昭和時代のアメリカでのスーパーでの支払いは、現金かレジで小切手を切って支払うのが日常でしたが、令和になって訪れたアメリカでは、プラスチックマネー(デビッドカードやクレジットカード)等のキャッシュレスが当たり前になっており、レジに並ぶ時間が大幅に短縮されていました。ある調査では、決済に要する時間を3分の1に短縮できたとのこと。キャッシュレス化を進めた企業では、レジを締め時間も短縮できて、生産性が向上しました。
我が国では、「セルフレジ」が一般的になりつつありますが、いまだにレジが混んでいて、人材不足で係員を減らした店の評判は、下がることはあっても、上がることはありません。その原因は、キャッシュレス決済が諸外国と比べても進んでいないことにあります。レジを締める際も現金の勘定がある限り、時短にはなりません。

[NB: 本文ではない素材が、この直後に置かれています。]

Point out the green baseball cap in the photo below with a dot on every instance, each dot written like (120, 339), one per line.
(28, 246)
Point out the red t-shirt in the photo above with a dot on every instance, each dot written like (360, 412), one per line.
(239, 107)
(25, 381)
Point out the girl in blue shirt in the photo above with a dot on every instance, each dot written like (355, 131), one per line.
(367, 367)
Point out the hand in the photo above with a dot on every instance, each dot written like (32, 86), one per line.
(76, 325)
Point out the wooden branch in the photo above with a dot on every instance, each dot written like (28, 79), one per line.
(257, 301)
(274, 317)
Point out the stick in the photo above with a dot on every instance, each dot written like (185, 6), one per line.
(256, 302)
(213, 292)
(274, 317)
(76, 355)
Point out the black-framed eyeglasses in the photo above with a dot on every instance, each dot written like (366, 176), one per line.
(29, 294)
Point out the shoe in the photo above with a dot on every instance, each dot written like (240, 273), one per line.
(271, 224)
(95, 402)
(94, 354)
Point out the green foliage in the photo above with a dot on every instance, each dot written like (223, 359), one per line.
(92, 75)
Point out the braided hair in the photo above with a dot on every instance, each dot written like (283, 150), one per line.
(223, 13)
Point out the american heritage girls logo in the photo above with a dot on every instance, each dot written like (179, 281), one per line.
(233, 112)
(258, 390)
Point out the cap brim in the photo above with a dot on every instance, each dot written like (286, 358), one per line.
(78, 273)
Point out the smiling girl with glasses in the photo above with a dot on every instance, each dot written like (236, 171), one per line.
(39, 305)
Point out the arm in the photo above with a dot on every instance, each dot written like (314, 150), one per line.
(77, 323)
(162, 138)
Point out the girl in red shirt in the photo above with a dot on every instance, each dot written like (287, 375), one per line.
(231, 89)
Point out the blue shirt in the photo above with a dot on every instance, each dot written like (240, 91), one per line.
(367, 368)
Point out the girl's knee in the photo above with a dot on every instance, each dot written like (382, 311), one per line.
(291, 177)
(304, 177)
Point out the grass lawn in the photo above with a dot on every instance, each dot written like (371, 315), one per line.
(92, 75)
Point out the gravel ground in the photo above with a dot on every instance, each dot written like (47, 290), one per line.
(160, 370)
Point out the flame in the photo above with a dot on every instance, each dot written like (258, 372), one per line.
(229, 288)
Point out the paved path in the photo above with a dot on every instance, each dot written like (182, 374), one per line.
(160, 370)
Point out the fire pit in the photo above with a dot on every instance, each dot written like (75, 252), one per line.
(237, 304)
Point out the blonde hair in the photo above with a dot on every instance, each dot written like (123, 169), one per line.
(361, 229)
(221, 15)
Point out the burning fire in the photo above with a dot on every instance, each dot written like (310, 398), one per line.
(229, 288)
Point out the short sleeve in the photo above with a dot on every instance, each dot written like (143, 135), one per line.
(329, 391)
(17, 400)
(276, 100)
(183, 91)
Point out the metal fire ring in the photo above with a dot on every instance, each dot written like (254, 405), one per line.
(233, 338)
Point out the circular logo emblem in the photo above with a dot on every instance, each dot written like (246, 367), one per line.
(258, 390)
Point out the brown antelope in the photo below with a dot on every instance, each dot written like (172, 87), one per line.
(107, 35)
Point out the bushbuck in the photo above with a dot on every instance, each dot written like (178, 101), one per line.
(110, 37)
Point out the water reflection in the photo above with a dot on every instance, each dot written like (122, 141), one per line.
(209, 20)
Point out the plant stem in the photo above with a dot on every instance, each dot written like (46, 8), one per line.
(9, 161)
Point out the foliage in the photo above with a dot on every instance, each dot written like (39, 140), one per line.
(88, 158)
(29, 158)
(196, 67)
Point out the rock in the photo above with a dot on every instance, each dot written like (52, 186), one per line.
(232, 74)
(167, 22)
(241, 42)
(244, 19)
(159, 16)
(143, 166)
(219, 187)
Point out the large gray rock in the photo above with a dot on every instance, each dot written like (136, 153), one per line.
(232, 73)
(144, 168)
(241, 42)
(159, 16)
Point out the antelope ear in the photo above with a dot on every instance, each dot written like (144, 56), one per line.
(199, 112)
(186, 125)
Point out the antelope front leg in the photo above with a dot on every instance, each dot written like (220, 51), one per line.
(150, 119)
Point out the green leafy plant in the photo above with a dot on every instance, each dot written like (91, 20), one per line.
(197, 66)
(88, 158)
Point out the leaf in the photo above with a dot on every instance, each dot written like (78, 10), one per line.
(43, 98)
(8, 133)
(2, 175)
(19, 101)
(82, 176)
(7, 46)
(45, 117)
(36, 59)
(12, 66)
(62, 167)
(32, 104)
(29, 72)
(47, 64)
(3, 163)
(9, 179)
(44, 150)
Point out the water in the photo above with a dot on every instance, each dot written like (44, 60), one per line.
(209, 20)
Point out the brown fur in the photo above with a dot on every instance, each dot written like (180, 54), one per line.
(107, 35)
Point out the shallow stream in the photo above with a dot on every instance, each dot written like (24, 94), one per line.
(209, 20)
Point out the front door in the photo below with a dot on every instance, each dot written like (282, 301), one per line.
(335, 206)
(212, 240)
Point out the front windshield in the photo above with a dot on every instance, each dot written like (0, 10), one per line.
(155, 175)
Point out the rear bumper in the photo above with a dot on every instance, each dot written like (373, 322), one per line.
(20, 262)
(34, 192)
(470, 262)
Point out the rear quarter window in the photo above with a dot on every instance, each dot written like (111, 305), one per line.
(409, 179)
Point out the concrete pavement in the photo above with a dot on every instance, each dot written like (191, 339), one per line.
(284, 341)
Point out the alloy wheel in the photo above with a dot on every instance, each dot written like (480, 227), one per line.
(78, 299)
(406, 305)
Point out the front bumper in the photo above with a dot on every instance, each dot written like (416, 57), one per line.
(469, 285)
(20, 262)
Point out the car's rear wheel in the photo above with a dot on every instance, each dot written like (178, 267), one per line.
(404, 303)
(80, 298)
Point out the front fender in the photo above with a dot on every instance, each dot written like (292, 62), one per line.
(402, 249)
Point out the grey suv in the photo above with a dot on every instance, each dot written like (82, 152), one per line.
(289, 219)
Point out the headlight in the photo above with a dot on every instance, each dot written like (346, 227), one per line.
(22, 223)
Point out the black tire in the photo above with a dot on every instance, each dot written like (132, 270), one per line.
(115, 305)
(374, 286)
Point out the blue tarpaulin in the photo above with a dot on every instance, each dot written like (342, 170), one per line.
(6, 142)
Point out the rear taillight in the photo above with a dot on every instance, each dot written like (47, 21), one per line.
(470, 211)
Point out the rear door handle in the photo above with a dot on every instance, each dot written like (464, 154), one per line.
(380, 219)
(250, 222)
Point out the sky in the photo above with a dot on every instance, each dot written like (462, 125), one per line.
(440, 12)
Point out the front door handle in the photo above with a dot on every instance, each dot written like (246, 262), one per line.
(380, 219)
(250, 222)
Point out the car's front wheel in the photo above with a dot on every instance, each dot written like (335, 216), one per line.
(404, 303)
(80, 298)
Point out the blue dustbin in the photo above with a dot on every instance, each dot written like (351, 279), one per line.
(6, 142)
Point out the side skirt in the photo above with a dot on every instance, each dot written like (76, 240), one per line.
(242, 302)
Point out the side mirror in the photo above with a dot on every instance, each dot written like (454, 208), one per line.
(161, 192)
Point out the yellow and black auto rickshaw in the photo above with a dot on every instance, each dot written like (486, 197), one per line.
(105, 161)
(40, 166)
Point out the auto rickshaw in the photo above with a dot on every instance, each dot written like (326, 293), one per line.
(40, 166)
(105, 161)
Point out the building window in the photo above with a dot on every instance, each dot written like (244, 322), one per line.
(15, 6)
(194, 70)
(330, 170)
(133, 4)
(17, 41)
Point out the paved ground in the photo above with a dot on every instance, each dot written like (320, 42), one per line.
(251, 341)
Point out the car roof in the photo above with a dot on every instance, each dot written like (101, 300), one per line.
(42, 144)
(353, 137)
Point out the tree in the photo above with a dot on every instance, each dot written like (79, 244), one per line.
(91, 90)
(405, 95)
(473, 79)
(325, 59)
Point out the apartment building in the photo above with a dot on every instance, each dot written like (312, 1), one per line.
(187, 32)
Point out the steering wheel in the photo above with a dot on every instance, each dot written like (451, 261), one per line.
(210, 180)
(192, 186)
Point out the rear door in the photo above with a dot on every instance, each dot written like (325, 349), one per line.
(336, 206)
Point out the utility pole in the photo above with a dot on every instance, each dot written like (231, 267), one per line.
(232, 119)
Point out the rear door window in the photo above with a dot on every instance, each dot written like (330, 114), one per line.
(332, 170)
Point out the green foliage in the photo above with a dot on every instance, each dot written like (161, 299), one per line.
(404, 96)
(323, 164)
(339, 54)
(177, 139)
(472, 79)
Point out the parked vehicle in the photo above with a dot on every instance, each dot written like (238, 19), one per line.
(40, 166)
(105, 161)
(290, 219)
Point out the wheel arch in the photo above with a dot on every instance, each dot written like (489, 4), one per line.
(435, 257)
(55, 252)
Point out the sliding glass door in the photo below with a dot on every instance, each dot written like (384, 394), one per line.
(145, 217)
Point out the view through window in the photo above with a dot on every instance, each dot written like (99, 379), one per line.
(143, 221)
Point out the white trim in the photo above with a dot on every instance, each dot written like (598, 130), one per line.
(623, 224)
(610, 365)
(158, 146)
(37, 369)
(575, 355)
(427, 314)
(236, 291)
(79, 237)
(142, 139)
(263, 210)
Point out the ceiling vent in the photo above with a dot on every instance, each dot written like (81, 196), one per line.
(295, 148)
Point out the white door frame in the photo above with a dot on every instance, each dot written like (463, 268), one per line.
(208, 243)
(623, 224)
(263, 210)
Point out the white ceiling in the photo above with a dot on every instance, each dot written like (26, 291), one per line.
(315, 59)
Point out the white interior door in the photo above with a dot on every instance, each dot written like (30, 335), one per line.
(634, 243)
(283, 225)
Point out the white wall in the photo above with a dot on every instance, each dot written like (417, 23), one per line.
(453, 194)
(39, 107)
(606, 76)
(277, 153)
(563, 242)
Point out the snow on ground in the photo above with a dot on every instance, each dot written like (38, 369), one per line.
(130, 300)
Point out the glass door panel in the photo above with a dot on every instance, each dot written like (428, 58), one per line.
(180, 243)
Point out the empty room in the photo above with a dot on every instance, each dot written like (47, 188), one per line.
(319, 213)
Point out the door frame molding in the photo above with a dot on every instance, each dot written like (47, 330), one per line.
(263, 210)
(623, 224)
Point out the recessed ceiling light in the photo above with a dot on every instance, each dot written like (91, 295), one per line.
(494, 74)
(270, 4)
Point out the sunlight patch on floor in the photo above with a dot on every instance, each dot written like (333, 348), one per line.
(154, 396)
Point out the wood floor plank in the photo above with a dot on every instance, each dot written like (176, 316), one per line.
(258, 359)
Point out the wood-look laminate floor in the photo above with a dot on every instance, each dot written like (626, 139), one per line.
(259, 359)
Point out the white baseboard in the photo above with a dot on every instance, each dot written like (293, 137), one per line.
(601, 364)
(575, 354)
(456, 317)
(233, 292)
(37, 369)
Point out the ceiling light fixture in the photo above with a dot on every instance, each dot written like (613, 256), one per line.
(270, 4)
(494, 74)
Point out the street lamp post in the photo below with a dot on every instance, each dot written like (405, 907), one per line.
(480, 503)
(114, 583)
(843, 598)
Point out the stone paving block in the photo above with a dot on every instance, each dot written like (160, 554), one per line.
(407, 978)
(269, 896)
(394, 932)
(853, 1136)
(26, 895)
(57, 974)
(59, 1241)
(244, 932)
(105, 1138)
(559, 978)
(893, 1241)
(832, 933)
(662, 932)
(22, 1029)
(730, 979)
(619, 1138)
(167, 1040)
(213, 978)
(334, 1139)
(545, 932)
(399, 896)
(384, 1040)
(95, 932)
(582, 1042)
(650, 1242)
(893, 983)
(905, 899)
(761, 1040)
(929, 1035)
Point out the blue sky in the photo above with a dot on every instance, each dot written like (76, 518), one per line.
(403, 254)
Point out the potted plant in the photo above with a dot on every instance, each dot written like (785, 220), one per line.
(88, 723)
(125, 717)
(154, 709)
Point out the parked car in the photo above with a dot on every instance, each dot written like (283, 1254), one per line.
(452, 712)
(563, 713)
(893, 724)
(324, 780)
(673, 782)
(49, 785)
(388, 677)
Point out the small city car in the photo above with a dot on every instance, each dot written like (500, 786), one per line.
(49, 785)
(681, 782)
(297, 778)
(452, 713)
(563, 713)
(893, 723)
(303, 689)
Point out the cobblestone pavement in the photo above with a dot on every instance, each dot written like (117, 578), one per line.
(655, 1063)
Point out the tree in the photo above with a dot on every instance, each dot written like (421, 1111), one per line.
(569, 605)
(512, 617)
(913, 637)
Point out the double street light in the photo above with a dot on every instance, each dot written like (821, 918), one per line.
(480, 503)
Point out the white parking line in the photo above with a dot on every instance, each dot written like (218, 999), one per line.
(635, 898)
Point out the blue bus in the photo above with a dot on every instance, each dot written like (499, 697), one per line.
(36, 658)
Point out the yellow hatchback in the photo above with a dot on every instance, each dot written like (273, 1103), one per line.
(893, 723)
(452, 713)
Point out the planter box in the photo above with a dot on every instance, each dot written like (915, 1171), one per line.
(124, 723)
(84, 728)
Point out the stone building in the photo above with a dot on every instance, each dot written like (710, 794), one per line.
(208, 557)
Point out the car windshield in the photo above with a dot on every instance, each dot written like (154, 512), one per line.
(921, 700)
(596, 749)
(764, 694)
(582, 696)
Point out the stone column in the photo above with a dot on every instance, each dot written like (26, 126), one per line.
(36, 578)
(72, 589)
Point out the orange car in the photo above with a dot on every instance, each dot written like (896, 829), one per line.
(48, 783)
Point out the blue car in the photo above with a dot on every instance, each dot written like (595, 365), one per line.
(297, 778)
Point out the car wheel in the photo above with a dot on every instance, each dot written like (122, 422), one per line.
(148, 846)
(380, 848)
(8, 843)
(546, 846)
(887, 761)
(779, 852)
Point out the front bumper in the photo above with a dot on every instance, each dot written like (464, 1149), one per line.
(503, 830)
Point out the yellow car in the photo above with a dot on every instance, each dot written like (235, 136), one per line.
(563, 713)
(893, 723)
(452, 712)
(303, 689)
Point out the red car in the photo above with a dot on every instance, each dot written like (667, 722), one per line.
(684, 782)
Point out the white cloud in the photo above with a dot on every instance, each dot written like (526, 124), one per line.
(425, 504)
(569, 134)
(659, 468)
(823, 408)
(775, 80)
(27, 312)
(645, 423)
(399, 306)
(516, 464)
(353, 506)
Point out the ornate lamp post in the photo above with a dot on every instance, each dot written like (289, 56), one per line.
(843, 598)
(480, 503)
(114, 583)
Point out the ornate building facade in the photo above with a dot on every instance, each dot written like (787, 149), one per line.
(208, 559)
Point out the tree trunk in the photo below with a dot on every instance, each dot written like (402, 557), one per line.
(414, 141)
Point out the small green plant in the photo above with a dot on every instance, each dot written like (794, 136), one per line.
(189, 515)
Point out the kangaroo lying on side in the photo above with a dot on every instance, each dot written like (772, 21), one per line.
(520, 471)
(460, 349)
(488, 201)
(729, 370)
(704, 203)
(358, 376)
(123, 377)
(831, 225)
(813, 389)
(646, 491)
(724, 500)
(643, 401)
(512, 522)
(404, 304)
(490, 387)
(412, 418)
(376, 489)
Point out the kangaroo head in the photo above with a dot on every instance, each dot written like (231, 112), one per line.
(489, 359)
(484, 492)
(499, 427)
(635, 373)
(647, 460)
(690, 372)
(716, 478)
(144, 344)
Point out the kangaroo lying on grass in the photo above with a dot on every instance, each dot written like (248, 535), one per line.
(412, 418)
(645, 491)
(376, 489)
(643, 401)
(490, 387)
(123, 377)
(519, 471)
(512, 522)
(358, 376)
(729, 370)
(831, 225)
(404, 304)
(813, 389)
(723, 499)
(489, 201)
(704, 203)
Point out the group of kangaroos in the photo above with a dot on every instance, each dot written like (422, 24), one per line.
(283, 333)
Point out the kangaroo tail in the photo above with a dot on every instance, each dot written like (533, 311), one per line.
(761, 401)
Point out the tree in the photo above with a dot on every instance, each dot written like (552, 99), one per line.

スマホネイティブでもある比較的若い世代は、現金を持ち歩かない者が大勢を占めてきています。社員が行う支払いが電子マネーになれば、今後、会社が社員に行う賃金の支払いも電子マネーで行うことを希望するでしょう。解決すべきは、あくまでも「現金にこだわる昭和世代の意識」の壁かもしれません。
政府は、現在20から30%代にあるキャッシュレス化率を今後80%にすることを目指しています。これが実現すれば、企業内でも決済にかかわる分野で時短が実現し、ひいては日本人の働き方にも影響し、生産性が上がることが期待されているのです。